Give the guy credit for persistence.
But he’s still the neophyte that he was in 1998, when he had 20,000 copies of his school funding plan printed.
In 2004, when asked what he wanted to do in the Senate, he said:
“My first act if elected to the Senate would be to lobby the president to sign an executive order to declare the unborn innocent ‘persons,’ thus giving them the full protection of the Fifth Amendment.”
Mr. Mitchel, 62, opposes the Obama health care initiative, the Obama stimulus, the bank bailout under former President George W. Bush, and he supports the (unworkable) FairTax plan, which would eliminate the federal income tax, substituting a sales tax.
He also charges that Greene and Clark counties are steeped in cronyism that results in sweetheart deals for Republican insiders.
Congressman Austria is completing his first term in Washington. He was effectively handpicked by Rep. Hobson to replace him when he retired; Rep. Austria’s wife was on the congressman’s staff.
Previously, Rep. Austria served 10 years in the Ohio Senate.
As a freshman in the minority party, Rep. Austria could hardly be expected to make a big impact. In fact, though, he did get national attention for telling the Columbus Dispatch, in a discussion about his opposition to the Obama stimulus, that Franklin Roosevelt caused the Great Depression (which, of course, began way before the president was elected).
In talking about his job, Rep. Austria emphasizes constituent service, which, of course, does come with the position. But it is the most routine part of it.
He’s much less comfortable taking tough positions. He rarely diverges from his party, although he did vote for the administration’s Cash for Clunkers program.
He said he was persuaded by auto dealers that some of them would go out of business without this incentive.
On the other hand, Rep. Austria opposed the $787 billion stimulus program, without which unemployment would be immeasurably higher, and he is critical of the Bush bank bailout (that occurred before Mr. Austria went to Congress).
(Many economists believe that the bank and insurance failures that surely would have ensued without the Bush administration’s intervention could have pushed the country toward a Depression.)
Rep. Austria has refused to support earmarks, even though that was one way former Rep. Hobson made sure that Wright-Patterson Air Force Base got some of the improvements and commitments it needed sooner rather than later.
Rep. Austria was, for a while, reconsidering that position; then all the Republicans in the House said they wanted a moratorium.
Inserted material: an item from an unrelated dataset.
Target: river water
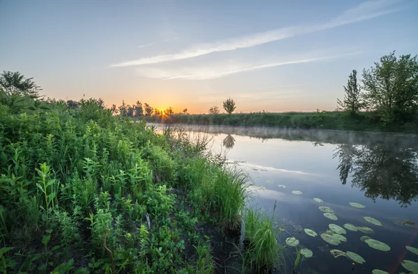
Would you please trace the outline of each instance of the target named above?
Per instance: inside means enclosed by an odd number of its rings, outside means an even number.
[[[186,130],[210,134],[212,150],[222,151],[230,164],[248,172],[252,181],[249,203],[271,215],[277,202],[274,216],[284,229],[278,241],[284,243],[294,236],[300,242],[286,248],[286,273],[292,273],[296,252],[303,248],[311,250],[313,257],[298,266],[300,273],[412,272],[402,262],[418,262],[418,254],[405,248],[418,248],[418,137],[223,127]],[[353,207],[350,202],[365,207]],[[338,219],[326,218],[319,207],[328,207]],[[371,228],[373,233],[348,229],[347,223]],[[320,235],[330,224],[344,228],[346,241],[333,245],[324,241]],[[318,236],[309,236],[305,228]],[[375,249],[368,243],[372,242],[360,239],[364,236],[385,245]],[[335,258],[332,250],[346,253]],[[345,256],[347,252],[359,255],[365,262],[353,265]]]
It’ll be too bad if important advocacy for the base falls to U.S. Rep. Mike Turner and Ohio’s U.S. senators alone. That would be copping out, for political convenience.
Rep. Austria doesn’t face a serious challenge this year and is unlikely to any time soon unless he really fumbles. He’s cautious, so he’s not a disaster waiting to happen.
For the privilege of that job security, he really does need to seize the important platform he has. He has work to do to grow into an aggressive advocate for the region and for the issues he cares most about.